Now, Drs. Danielle Lux and colleagues at University College London have evaluated the accuracy of the CBD criteria in predicting actual CBD pathology at autopsy in 133 cases. They found the positive predictive value (PPV) of the “probable CBD” criteria was only 33% and the PPV for the “possible CBD” criteria was only 51%. (PPV is equal to the number who actually have the disease on autopsy divided by the number who have tested positive during life by satisfying the clinical criteria.) They also found that CBD-NAV had a better PPV than the other variants. As an aside, CBD-PSP had the most rapid course of all of the variants assessed.

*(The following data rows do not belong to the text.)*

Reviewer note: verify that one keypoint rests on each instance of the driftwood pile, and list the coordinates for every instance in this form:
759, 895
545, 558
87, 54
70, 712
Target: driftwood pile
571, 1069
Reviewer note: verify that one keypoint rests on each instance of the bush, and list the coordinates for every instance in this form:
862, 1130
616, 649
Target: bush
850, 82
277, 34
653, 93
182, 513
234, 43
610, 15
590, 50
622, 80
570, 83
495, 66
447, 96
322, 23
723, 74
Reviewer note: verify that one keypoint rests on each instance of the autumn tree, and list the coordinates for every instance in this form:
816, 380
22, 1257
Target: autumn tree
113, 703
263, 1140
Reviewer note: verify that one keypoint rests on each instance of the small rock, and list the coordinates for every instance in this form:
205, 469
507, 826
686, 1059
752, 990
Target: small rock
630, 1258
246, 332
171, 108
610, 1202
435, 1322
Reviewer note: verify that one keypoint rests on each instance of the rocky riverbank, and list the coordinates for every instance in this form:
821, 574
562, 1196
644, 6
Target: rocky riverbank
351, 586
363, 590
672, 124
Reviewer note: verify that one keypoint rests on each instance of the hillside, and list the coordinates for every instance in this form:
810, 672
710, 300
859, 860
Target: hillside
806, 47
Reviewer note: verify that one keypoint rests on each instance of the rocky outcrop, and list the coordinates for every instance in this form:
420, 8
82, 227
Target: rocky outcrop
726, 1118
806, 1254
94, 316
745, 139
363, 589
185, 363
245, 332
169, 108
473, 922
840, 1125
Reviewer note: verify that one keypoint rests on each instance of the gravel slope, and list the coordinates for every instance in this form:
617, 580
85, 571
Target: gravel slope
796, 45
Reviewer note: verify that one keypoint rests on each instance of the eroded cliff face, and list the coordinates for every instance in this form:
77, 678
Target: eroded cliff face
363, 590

These results confirm and extend previous reports in the literature using smaller sample sizes. They better elucidate CBD’s wide variety of clinical presentations. This variety is the main reason why almost all of the clinical trials so far testing tau-directed treatment enroll people with PSP-Richardson syndrome, not CBD — the PSP-RS diagnostic criteria have a much greater PPV for actual PSP pathology at autopsy. We hope that tau PET imaging and fluid biomarkers in CSF or blood will soon correct this situation for folks with CBD.
- A Survival Model:
Until the fine day comes when we can prevent or slow the progression of PSP, predicting survival is important. Patients and families need to plan psychologically and financially. Designers of long-term treatment trials need to know the likely dropout rate due to death.

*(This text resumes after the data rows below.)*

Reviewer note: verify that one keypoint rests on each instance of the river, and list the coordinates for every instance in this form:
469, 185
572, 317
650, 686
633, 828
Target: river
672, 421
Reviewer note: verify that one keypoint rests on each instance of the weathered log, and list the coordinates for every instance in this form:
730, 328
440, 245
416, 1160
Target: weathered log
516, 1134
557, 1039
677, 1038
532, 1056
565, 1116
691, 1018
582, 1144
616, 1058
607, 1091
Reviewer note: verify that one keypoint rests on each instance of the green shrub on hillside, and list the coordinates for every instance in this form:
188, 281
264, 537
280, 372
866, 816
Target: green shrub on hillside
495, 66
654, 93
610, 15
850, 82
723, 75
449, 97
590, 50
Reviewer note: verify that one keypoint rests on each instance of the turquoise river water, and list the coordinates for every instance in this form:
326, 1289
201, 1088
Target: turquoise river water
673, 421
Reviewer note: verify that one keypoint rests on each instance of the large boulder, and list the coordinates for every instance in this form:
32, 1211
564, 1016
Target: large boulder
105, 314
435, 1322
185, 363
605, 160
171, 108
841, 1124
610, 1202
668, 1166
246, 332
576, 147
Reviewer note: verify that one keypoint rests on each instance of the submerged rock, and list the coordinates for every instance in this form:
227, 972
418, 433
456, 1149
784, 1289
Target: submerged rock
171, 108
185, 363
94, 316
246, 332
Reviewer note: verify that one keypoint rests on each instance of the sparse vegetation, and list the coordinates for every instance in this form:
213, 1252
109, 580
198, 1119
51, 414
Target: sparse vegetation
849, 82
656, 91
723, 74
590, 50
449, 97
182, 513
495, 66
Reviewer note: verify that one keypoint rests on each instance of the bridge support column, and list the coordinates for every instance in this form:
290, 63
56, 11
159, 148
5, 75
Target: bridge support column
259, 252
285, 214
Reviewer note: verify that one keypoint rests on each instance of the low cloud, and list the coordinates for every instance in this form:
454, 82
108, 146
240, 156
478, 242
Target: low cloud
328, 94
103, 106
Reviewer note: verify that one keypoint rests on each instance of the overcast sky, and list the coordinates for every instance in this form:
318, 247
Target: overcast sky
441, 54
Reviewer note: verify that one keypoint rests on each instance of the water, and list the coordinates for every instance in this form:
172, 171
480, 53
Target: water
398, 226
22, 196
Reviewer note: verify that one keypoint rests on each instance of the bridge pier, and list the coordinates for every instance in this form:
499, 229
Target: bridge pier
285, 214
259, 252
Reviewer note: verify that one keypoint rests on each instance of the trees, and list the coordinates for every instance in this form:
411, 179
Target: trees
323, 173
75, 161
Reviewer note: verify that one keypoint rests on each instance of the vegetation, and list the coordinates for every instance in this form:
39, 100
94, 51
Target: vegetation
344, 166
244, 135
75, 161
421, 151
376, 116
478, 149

Dr. Tao Xie and colleagues at the University of Chicago have added usefully to the considerable existing literature on this topic. In 23 patients who had died with PSP, they recorded the time from onset of the first PSP symptom to onset of downgaze palsy; the severity of downgaze palsy at that point using a scale ranging from 10 to 100; sex; age at PSP onset; motor function; and use of medication for parkinsonism or for pulmonary or cardiovascular diseases. They used those data to create a formula by which to calculate survival from onset to death.
They found that total survival duration in years can be predicted by the equation: 5.76 + (1.11 x disease duration at the assessment) – (0.03 x downgaze palsy severity at the time of the assessment) – (0.03 x the age of onset). The result predicted total survival duration reasonably accurately, with an average error of 0.82 (standard deviation 0.67) years.

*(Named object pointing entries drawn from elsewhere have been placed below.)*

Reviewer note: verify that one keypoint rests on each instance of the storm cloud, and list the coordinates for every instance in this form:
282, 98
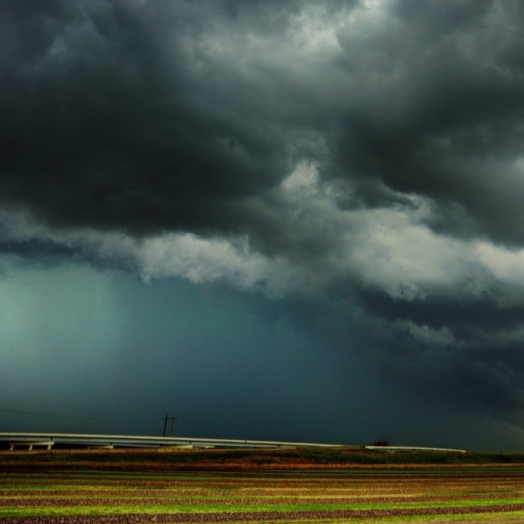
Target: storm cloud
366, 154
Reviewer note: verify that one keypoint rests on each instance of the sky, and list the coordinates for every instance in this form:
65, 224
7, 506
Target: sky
295, 220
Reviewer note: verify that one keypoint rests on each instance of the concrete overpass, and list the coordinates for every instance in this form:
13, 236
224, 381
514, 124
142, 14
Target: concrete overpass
48, 440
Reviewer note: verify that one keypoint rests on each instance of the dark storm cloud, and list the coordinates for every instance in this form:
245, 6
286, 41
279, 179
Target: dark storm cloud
114, 118
178, 116
447, 122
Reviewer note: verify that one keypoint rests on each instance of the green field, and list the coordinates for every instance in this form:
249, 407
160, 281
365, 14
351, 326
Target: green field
256, 486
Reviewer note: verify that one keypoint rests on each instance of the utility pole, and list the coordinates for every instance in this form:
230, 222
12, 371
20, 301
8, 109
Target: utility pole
172, 419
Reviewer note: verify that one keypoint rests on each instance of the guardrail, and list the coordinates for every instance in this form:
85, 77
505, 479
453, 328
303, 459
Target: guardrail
18, 439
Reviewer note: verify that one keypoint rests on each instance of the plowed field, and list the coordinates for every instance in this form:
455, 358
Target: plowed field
82, 494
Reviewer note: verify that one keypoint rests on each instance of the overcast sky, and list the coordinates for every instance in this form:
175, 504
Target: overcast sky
272, 219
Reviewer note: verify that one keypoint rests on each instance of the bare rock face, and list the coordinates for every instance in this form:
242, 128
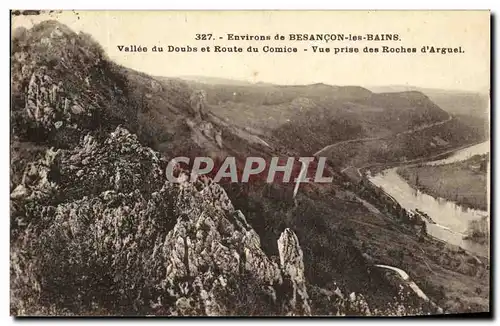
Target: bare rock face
198, 101
106, 232
292, 265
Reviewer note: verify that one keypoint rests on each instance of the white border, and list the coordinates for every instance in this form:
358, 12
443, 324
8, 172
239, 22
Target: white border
189, 4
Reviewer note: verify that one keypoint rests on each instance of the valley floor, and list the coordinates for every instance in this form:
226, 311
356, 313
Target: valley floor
462, 182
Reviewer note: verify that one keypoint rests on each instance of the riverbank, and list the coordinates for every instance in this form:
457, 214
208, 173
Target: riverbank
464, 183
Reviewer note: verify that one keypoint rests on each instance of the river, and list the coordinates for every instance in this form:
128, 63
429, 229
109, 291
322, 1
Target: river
451, 219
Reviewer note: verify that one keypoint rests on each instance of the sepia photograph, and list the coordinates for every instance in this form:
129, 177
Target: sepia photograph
250, 163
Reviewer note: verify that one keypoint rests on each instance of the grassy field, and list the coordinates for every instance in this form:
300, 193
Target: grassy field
462, 182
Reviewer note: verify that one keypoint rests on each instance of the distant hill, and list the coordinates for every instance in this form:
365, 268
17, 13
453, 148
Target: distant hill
96, 228
460, 102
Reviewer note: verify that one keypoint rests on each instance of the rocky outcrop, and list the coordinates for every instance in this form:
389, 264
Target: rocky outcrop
160, 247
291, 259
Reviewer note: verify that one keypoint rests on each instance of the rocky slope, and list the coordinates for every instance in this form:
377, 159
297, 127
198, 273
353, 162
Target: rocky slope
96, 229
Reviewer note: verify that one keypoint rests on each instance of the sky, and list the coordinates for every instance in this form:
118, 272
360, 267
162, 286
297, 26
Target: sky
462, 71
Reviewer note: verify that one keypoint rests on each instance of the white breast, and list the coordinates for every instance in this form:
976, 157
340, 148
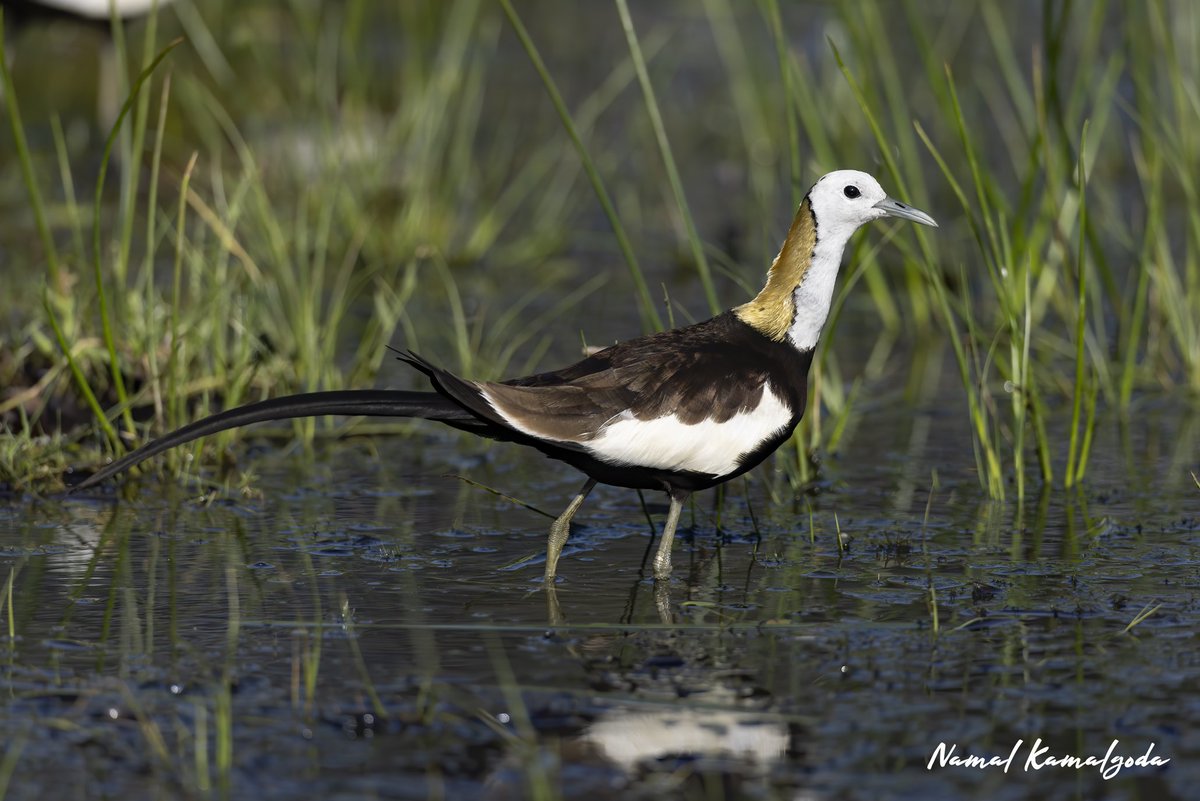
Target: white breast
707, 446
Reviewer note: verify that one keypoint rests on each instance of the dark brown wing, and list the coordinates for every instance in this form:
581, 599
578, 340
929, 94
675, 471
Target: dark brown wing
695, 373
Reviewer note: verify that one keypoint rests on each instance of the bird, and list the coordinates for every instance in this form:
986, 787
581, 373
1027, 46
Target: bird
678, 410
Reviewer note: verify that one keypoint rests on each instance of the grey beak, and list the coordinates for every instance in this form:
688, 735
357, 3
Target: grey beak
893, 208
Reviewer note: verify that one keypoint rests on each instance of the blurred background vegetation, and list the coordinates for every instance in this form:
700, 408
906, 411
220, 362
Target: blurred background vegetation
297, 185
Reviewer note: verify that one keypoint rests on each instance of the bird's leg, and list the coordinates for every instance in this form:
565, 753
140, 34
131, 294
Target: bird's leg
663, 558
562, 528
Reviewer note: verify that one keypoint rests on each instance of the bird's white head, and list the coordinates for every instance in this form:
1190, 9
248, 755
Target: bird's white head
796, 300
845, 199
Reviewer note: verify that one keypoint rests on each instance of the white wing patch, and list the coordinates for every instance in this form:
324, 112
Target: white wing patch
708, 446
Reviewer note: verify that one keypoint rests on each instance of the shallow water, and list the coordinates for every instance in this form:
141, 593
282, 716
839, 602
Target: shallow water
367, 627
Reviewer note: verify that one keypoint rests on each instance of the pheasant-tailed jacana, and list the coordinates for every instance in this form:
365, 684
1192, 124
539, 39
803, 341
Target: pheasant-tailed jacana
679, 410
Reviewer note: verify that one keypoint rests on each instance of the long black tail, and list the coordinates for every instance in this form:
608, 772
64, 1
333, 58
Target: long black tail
371, 403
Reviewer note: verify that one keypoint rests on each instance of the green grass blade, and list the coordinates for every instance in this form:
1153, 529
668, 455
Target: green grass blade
646, 303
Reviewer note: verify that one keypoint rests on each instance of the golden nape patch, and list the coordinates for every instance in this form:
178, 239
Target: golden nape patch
772, 311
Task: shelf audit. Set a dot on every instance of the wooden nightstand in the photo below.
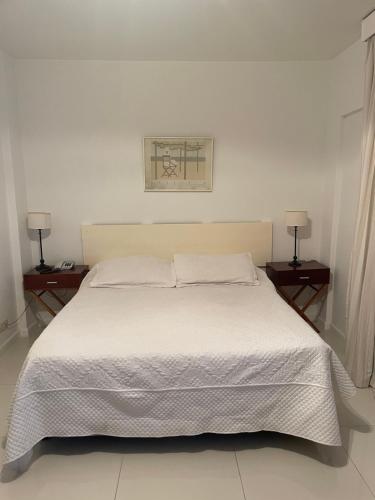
(310, 274)
(38, 284)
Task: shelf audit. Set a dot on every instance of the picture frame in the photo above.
(178, 163)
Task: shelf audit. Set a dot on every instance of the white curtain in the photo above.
(361, 291)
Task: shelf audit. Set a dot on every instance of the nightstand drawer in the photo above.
(56, 280)
(299, 276)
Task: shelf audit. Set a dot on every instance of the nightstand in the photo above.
(310, 274)
(38, 284)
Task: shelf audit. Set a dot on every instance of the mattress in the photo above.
(152, 362)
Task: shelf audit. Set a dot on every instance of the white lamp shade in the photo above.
(296, 218)
(39, 220)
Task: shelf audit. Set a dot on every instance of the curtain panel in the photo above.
(361, 288)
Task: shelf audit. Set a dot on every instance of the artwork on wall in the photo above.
(178, 163)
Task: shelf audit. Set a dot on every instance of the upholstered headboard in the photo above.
(106, 241)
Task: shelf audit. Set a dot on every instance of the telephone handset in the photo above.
(64, 265)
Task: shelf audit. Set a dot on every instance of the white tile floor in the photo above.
(260, 466)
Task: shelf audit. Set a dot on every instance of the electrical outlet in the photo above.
(4, 326)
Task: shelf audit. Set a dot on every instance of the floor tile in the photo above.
(360, 446)
(358, 410)
(73, 469)
(6, 394)
(282, 467)
(11, 360)
(182, 469)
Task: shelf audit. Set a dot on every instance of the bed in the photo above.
(153, 362)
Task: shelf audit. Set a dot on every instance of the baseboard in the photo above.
(7, 336)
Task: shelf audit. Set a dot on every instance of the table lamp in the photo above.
(40, 221)
(296, 219)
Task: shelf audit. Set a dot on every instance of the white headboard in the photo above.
(106, 241)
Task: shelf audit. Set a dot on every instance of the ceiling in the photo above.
(188, 30)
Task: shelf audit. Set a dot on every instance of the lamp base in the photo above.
(295, 263)
(43, 268)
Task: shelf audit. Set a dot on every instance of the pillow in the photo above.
(134, 271)
(224, 269)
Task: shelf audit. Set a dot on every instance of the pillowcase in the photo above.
(224, 269)
(134, 271)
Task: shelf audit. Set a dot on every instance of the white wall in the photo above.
(82, 124)
(342, 180)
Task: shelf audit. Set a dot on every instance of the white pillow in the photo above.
(224, 269)
(134, 271)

The method of measuring the downgaze palsy was not described in the brief presentation and may be somewhat subjective, so an even more accurate prediction may be feasible using other measures. Also, it’s not clear from the material presented that other features of PSP might perform as well as downgaze palsy as a predictor of survival. For example, last year my colleagues and I published a very different method of estimating PSP survival that works about as well as this new one but requires administration of the whole 28-item PSP Rating Scale.
At the scientific level, it’s interesting that in the mathematical model of Xie et al, downgaze palsy is an important factor in predicting death despite involving only a small portion of the total brain pathology. I say that because in PSP, death is not particularly related to visual problems, but is usually the result of overall immobility, poor nutrition, aspiration and bladder infections. But even if the measure of downgaze palsy only provides the model with an easily-measured proxy for those other disabilities, the model would still be a convenient and useful service for patients and families.
Keep in mind that despite clearing the bar for acceptance at this conference, these research reports have not been subjected to a detailed peer-review process. In fact, most original presentations at most conferences are never published in anything like the same form. But I chose to relay these five to you because I think that in the end, they’re likely to stand up to scrutiny and to influence scientific thinking or bedside practice.